Unterwegs im Jagdrevier

Somalia Seit Jahren bekämpft die Afrikanische Union die Al-Shabaab-Milizen. Mit mäßigem Erfolg
Ausgabe 41/2013
UN-Gebäude nach einem Angriff der Al-Shabaab-Milizen
UN-Gebäude nach einem Angriff der Al-Shabaab-Milizen

Foto: Mohamed Abdiwahab/AFP/Getty Images

Die Männer mit den AK-47-Gewehren rennen schnell in die andere Richtung, als die Patrouille der Afrikanischen Union (AU) das Dorf Goobweyn betritt. Das Dorf ist eine Hochburg der Al-Shabaab-Milizen im Süden Somalias. Ich bin mit der Patrouille der AU-Mission unterwegs. Wir kommen aus Somalias südlicher Hafenstadt Kismaayo, die vor einem Jahr von den Al-Shabaab befreit wurde und noch immer von dem 17.000 Mann starken Kontingent der Afrikanischen Union gehalten wird. Wir haben gerade erst die Front überquert.

„Seht! Da drüben!“, schreit ein Unteroffizier aus dem westafrikanischen Sierra Leone, einem der kleineren Truppensteller für die Mission der Afrikanischen Union in Somalia (Amisom).
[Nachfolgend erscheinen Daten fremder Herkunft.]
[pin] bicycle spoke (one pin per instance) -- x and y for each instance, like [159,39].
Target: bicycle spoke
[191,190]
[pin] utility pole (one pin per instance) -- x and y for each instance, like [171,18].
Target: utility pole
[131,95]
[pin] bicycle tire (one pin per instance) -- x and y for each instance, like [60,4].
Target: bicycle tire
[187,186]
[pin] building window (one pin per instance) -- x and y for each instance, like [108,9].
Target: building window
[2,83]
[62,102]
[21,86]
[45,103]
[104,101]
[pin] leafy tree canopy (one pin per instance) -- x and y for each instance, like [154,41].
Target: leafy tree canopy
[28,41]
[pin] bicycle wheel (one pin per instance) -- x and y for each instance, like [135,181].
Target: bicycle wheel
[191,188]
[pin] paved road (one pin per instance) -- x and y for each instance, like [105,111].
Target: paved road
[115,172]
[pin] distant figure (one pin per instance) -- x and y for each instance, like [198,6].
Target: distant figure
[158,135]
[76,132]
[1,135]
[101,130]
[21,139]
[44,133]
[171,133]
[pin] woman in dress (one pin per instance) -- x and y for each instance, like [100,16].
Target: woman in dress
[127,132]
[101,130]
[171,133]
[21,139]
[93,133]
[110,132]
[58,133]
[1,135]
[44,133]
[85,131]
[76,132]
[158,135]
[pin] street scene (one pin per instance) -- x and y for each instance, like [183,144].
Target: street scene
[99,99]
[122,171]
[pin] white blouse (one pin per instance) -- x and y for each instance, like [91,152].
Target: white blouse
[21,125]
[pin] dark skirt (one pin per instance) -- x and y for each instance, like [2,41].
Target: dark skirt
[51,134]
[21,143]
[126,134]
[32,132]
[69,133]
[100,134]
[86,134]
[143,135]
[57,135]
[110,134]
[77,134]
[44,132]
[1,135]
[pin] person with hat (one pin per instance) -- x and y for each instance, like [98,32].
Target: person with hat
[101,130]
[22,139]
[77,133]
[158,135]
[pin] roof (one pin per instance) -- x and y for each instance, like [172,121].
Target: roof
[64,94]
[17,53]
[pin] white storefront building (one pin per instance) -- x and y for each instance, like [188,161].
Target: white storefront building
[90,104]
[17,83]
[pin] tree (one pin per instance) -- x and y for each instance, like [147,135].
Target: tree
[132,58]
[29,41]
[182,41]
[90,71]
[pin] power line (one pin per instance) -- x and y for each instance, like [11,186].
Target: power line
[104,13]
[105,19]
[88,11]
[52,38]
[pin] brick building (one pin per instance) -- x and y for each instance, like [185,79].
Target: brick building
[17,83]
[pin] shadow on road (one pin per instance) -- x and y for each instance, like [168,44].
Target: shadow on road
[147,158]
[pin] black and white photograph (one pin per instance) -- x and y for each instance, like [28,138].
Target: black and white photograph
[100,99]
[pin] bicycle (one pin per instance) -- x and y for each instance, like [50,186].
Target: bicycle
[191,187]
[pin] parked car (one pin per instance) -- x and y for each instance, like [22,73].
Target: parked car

Er zeigt durch den Fensterspalt unseres gepanzerten Wagens auf weit entfernte, sich schnell bewegende Gestalten. „Vor Profis haben sie Angst.“ Er hat Recht, zumindest, was diese Begegnung anbelangt. Al-Shabaab vermeidet die Konfrontation mit konventionellen Armeen.

Doch in eben dieser Konfrontation besteht die Hauptaufgabe Amisoms. Die somalische Regierung wird zwar international anerkannt, ist aber schwach. Die ihr unterstellte Armee besteht hauptsächlich aus einer Reihe unterschiedlicher Milizen, die noch immer sich gegenseitig bekriegenden Warlords verpflichtet sind. Da die afrikanischen Führer kein zweites Afghanistan vor ihrer Haustür wollten, beschlossen sie vor sieben Jahren die Intervention im Rahmen von Amisom. Die Mission wird von Uganda angeführt und verfügt über ein Mandat der Vereinten Nationen. Von dieser wird sie auch finanziell unterstützt.

Land der Jugend

Die Al-Shabaab-Miliz, die durch den jüngsten Terrorakt in Nairobi die Aufmerksamkeit der Weltöffentlichkeit auf sich gezogen hat, ist mehr als nur eine von vielen radikal-islamischen Gruppen, die Terroranschläge verüben. Sie ist bei Weitem die stärkste nationale Armee Somalias und hält über die Hälfte des Landes unter ihrer Kontrolle. „Wenn Amisom heute abziehen würde“, sagt ein somalischer Journalist, der aus Angst vor Repressalien nicht namentlich genannt werden möchte, „würden die al-Shabaab morgen in Mogadischu die Macht übernehmen.“

Ein Hinweis zum Verständnis der Gruppe und des von ihr ausgeübten Einflusses besteht in ihrem Namen. Al-Shabaab ist Arabisch und heißt übersetzt „Die Jugend“. Somalia hat acht Millionen Einwohner und gehört zu den ärmsten Ländern der Welt. Die überwiegende Mehrheit der Bevölkerung ist jünger als 20 Jahre. Die Somalier sind sehr stolz auf ihre nomadische Tradition, doch Dürren und Lebensmittelknappheiten haben Millionen Menschen aus dem Land vertrieben, das sie sich einst mit ihren wertvollen Kamelen und ihrem unendlichen Himmel teilten. Somalia ist heute Teil der modernen Welt, in der es auf Arbeitsplätze und Einkommen ankommt – und die Dschihadisten sind dabei zu rekrutieren. Somalische Jugendliche sind zumeist ohne Arbeit, arm und von korrupten Regierungen enttäuscht, sie sind damit relativ leicht manipulierbar.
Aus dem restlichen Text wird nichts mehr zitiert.